Markets Stabilise as Europe Hits Record and Metals Reprice

Equities steady while metals adjust in a shifting rates environment

Global markets stabilised after recent bouts of volatility. In the US, major indexes climbed sharply with the Dow rising 1.1% and the S&P 500 up 0.5%, snapping recent losing streaks as earnings surprises and solid macro data lifted sentiment and decreased uncertainty. Tech and consumer stocks helped underpin gains, even as precious metals continued their wild swings after a record run.

In Europe, key benchmarks extended advances, with the FTSE 100 closing at a record high, led by retail, banking and travel sectors a contrast to the sharp sell-off in gold and silver that has rattled commodity markets.

United States: Refooting After Metal Sell-Off

US equities rebounded strongly after recent commodity-led pressure. The S&P 500 broke its three-day losing run, while the Dow and Nasdaq climbed, led by tech and industrial names. Cheaper oil prices boosted travel and leisure stocks.

Precious metals continued to weaken, with gold and silver prices extending recent losses part of the sharpest contraction in silver ever and in gold since the 1980’s following speculation around a more orthodox Federal Reserve stance under a prospective new chair.

In the face of stronger macro data, treasury yields ticked higher this continues to reinforce a narrative that rate cuts may be further delayed, reinforced by the fed holding rates in their last meeting on the 28th of January. This places even more pressure safe havens like gold.

Europe: Equities Strong Despite Metals Weakness

European markets delivered broad gains, the FTSE 100 and STOXX Europe 600 hitting record highs as investors rotated into cyclicals and defensive names after the metals sell-off and after uncertainty of US foreign and trade policy went away. Retailers, banks and travel stocks outperformed, offsetting pressure in commodity exposed miners.

The divergence between equity performance and commodity markets may suggest ongoing cross-asset recalibration, where risk appetite improves in equities even as long-duration and hard asset plays adjust to changing rate expectations.

New EU trade deals with India also served as a strong tailwind especially in export heavy stocks as India is slashing its tariff rate.

Asia & ASX: Cautious Rebound

Asian bourses were mixed, with some regional markets weaker amid the metals slump and profit taking, while others steadied on rebounds out of U.S. leads.
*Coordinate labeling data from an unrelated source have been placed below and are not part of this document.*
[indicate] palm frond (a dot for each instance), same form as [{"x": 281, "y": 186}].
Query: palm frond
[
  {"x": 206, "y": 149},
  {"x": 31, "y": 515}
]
South Korea’s Kospi notably struggled.

In Australia, ASX 200 futures pointed higher early, supported by the US lead and anticipation of the Reserve Bank of Australia’s interest rate decision after inflation ticked up in December. Commodities remain the wild card: ongoing volatility in gold and other metals has weighed on resource sectors but defensive and financial stocks showed relative support.
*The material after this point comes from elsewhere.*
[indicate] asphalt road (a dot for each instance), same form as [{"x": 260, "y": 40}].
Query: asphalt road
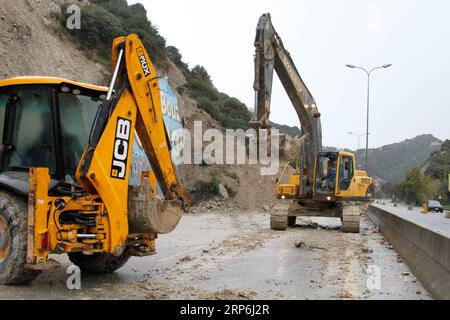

Commodities: Metals Continue Wild Swings

Gold and silver extended their sharp pullback in the face of historic and record declines as markets continue digest and price in interest-rate expectations and reduce crowded safe-haven positioning especially as global uncertainty continues to subside. The sell-off was driven less by a deterioration in macro conditions and more by higher real yields, a firmer US dollar, and profit-taking after an outsized rally late last year.

Treasury yields edging higher and expectations for more Fed easing being pushed out, the opportunity cost of holding non-yielding assets rose, prompting systematic and momentum-driven selling. Silver, which has a larger industrial demand component and saw its sharpest decline in history. It also came under additional pressure as growth-sensitive commodities weakened alongside base metals.
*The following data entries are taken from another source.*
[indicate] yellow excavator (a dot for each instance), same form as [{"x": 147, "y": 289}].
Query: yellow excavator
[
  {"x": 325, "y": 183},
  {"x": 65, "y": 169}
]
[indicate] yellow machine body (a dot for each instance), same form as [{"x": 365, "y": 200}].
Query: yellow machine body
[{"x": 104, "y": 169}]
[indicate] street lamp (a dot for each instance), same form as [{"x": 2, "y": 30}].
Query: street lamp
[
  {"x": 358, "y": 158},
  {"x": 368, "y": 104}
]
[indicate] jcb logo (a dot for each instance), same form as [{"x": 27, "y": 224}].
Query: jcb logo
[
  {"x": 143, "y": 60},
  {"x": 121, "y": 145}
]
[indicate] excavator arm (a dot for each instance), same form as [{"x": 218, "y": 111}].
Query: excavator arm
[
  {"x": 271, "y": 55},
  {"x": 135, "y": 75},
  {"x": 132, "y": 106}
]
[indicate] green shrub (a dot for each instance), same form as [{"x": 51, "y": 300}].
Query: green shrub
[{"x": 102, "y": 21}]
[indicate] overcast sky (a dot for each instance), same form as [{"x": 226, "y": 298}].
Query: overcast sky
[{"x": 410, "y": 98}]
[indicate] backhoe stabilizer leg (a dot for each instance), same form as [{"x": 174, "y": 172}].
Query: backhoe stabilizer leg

Futures price performance, continuous contracts

Oil prices also fell on easing geopolitical tensions, contributing to broader commodity weakness and impacting energy-linked equities.

What To Watch Today

  1. Rate decision: The RBA will announce its first interest rate decision of 2026 today at 2:30 PM AEDT. With inflation ticking higher in December. Rates are expected to potentially increase its current 3.60%.
  2. Treasury yields: Continued strength or volatility in US yields could reshuffle asset preferences across global risk assets.
  3. Commodities pricing: Whether the metals sell-off stabilises or deepens will be a key barometer of risk sentiment beyond equities.
  4. FX flows: Dollar strength or weakness trends will continue to influence commodity and equity price action.